Country Willie - His Own Songs

Country Willie - His Own Songs

By the time Willie Nelson recorded Country Willie: His Own Songs with producer Chet Atkins in 1965, he was one of the more interesting writers in country music. His songs could feel classic in subject—heartache, loneliness—but quietly novel in approach: Here was a guy who sang about talking to his empty house in “Hello Walls,” and who employed chord changes on “Crazy” that were familiar in pop and jazz, but seemed positively exotic in the world of circa-1960s country. Still, most people who knew his songs probably didn’t know there was a person named Willie Nelson traveling around America, trying to make a living singing them.
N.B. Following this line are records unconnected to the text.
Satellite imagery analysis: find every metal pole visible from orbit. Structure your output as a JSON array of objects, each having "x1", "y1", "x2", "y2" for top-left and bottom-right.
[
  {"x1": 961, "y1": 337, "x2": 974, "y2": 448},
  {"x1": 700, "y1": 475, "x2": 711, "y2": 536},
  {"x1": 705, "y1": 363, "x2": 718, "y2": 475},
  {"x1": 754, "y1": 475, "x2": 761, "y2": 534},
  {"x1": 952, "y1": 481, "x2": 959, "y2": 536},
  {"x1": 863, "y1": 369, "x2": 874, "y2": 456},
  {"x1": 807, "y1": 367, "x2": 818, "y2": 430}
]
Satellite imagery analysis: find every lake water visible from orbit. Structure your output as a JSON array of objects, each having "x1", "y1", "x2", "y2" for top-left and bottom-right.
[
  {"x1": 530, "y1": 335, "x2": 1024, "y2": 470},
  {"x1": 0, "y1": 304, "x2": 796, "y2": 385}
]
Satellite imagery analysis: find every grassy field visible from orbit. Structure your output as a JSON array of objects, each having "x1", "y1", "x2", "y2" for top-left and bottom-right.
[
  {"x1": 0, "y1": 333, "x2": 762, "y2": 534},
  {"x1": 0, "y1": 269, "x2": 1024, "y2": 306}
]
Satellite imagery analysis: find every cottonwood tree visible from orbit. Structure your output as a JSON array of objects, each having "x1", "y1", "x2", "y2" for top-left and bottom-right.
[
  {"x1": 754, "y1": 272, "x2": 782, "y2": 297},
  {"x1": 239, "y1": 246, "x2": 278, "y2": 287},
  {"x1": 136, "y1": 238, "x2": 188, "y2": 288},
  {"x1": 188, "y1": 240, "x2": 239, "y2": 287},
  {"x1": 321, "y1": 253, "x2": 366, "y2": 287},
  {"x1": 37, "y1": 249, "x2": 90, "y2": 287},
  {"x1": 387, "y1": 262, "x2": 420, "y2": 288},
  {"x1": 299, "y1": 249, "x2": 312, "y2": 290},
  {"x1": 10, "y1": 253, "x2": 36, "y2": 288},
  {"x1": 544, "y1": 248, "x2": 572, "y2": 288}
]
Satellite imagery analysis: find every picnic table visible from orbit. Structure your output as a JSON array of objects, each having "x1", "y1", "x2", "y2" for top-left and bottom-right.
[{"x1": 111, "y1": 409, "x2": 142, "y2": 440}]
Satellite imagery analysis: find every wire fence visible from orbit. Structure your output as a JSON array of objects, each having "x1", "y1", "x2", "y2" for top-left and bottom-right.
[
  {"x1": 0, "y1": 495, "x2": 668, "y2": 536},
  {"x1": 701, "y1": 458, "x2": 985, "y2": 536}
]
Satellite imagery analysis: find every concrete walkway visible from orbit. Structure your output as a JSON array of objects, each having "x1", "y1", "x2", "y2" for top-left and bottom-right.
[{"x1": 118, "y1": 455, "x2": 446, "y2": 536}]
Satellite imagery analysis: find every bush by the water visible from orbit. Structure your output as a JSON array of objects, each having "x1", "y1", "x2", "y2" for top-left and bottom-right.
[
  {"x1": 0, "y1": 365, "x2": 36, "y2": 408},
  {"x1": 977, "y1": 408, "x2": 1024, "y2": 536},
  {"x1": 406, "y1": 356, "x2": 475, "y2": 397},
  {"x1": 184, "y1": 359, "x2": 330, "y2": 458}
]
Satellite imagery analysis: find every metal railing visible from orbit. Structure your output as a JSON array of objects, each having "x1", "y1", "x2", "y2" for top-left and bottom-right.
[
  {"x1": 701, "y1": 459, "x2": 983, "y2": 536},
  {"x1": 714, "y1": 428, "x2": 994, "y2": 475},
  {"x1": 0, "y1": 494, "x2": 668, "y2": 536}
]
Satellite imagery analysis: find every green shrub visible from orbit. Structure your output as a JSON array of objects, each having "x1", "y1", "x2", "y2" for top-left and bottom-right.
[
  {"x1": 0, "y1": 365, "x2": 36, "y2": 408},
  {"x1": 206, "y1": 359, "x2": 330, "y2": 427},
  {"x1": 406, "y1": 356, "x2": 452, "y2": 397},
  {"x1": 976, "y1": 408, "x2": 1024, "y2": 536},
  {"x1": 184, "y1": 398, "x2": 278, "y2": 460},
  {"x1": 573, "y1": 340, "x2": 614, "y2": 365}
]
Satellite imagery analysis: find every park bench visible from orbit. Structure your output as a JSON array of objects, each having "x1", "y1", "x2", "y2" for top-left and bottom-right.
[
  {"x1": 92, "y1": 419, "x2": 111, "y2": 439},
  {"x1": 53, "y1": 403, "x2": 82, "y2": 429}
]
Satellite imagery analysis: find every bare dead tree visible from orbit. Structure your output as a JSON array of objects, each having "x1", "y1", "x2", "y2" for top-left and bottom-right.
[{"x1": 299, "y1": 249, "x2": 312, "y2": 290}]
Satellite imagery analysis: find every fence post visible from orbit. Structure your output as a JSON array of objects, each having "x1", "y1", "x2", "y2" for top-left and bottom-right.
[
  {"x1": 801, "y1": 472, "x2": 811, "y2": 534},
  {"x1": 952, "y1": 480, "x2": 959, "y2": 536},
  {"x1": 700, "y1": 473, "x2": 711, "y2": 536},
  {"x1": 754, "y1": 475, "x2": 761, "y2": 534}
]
His first few albums—… And Then I Wrote and Here’s Willie Nelson—are decent, but Country Willie offers the first hints of the performer Nelson would soon become, albeit with some excessive production: Much to Nelson’s (retroactive) chagrin, Atkins added the moony backup choirs and other “requisite sweeteners”—Nelson’s words—he thought might make Nelson a star. But compared to the glitz and uprightness that defined early-1960s Nashville, Country Willie is a subdued affair. The 12 songs here feature the kind of casual phrasing (“Darkness on the Face of the Earth”) and mellow, slanted approach (“Are You Sure”) that connect country music to the jazz and blues that inspired it. Nelson certainly wasn’t the first Nashville writer to make a name singing his own songs: Hank Williams and Lefty Frizzell had done it, Roger Miller was doing it, and Dolly Parton was getting a foot in, too. But something about that dumb title—Country Willie: His Own Songs—turned out to be central to Nelson’s persona, and helped shape how listeners would come to think of the singer-songwriter in general: Always part of some simpler, more distant place, always a little bit on his own.